In the proposition mentioned in the title, Hartshorne states that for each $i\geq 0$ the higher direct image sheaf $R^if_*\mathcal F$ is exactly the sheafification of the presheaf given by

$V \mapsto H^i(f^{-1}(V),\mathcal F_{|f^{-1}(V)})$

The proof seems to be quite easy: The statement is obvious for $i=0$ and since the functor defined above is an universal $\delta$-functor, we obtain the result by a well-known theorem in homological algebra.

I tried to come up with the details, but trying to show that the functor defined above admits a long exact sequence, i got stuck at one point:

Given an exact sequence $0 \to \mathcal F' \to \mathcal F \to \mathcal F'' \to 0$ on X, for each open $V \subset Y$ we get an exact sequence $0 \to \mathcal F'_{|f^{-1}(V)} \to \mathcal F_{|f^{-1}(V)} \to \mathcal F''_{|f^{-1}(V)} \to 0$ giving rise to a long exact sequence

$0 \to H^0(f^{-1}(V),\mathcal F'_{|f^{-1}(V)}) \to H^0(f^{-1}(V),\mathcal F_{|f^{-1}(V)}) \to H^0(f^{-1}(V),\mathcal F''_{|f^{-1}(V)}) \to H^1(f^{-1}(V),\mathcal F'_{|f^{-1}(V)}) \to \dotsc$

But for this to induce a long exact sequence of presheaves (which would give me the long exact sequence of sheaves since sheafification is exact), i need the boundary-maps $\delta:H^i(f^{-1}(V),\mathcal F''_{|f^{-1}(V)}) \to H^{i+1}(f^{-1}(V),\mathcal F'_{|f^{-1}(V)})$ to commute with the restriction maps $H^i(f^{-1}(V),\mathcal F_{|f^{-1}(V)}) \to H^i(f^{-1}(W),\mathcal F_{|f^{-1}(W)})$ whenever $W \subset V$ is an inclusion of two opens. But i don't see this.

My questions:

1) How exactly do i get (or how do i have to think about) those restriction maps?

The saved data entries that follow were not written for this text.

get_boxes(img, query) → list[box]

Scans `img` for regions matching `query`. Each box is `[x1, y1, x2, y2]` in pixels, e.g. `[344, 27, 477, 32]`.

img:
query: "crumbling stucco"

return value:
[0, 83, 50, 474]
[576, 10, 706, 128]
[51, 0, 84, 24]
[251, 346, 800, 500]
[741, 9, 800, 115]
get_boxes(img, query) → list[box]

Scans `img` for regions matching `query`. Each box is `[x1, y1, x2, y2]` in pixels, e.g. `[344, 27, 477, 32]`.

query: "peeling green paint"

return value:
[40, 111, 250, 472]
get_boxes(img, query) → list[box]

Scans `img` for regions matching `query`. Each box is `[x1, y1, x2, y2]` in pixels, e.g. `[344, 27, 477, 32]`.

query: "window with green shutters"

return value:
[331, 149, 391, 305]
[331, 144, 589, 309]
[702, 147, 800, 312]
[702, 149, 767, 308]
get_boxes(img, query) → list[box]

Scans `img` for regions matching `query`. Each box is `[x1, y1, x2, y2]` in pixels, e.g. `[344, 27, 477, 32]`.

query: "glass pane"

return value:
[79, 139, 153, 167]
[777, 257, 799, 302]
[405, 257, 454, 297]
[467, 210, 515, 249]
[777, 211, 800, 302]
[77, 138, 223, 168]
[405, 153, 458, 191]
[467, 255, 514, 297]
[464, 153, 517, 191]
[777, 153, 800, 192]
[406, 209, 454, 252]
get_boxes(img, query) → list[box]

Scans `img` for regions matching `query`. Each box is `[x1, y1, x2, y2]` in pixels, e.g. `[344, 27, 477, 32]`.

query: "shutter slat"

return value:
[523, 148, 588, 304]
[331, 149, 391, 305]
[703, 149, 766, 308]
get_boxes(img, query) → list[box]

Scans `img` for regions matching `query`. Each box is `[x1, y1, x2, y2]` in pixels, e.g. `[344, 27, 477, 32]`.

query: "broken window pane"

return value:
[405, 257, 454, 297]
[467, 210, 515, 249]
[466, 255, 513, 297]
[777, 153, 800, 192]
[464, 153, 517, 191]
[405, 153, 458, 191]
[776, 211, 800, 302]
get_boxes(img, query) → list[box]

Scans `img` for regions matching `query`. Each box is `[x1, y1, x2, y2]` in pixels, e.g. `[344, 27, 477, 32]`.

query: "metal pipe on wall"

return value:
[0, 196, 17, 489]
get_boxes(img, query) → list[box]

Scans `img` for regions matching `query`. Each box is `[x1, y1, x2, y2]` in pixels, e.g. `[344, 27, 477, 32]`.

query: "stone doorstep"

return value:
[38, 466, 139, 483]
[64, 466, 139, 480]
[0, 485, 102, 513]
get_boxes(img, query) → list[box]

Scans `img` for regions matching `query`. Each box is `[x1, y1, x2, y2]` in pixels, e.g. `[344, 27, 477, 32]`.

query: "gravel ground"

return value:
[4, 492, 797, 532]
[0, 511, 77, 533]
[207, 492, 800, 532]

2) How can i make sure the restriction maps commute with the $\delta$-maps?

Answer 1

Let $f: X \to Y$ be a morphism. There is a factorisation $f_*: Sh(X) \to Sh(Y)$: $f_* = (-)^\# \circ f_{p,*}$ with $(-)^\#: PSh(Y) \to Sh(Y)$ exact over $PSh(Y)$ and $\Gamma(f^{-1}(U),-): Sh(X) \to Ab$ factors as $\Gamma(U,-) \circ f_{p,*}$ over $PSh(Y)$ with $\Gamma(U,-): PSh(Y) \to Ab$ exact. It follows that $R^if_* = (R^if_{p,*})^\#$ and $\Gamma(U,R^if_{p,*}) = R^i\Gamma(f^{-1}(U),-)$.

Answer 2

Probably, the easy way to think of your question is the following. Let $f:Y\to X$ be a sufficiently nice morphism. Recall that one can actually work with presheaves on a base of topology $\mathcal{B}$. In particular, let $\mathcal{B}$ consist of affine opens $U\subset X$ and let inclusions be those of principal opens $U_f\subset U$.

Let $U=\mathrm{Spec}\ A$ be an affine open, $Y_U=f^{-1}(U)$. Now, pick an affine covering of $Y_U$ and compute $H^i(Y_U, \mathcal{F})$ by means of the corresponding Cech complex. Each term of the complex is naturally an $A$-module (this is what it means to work over an affine base), cohomologies are $A$-modules, LES's of cohomology are exact sequences of $A$-modules!

Now, figure out yourself what happens when you restrict to $U_f$.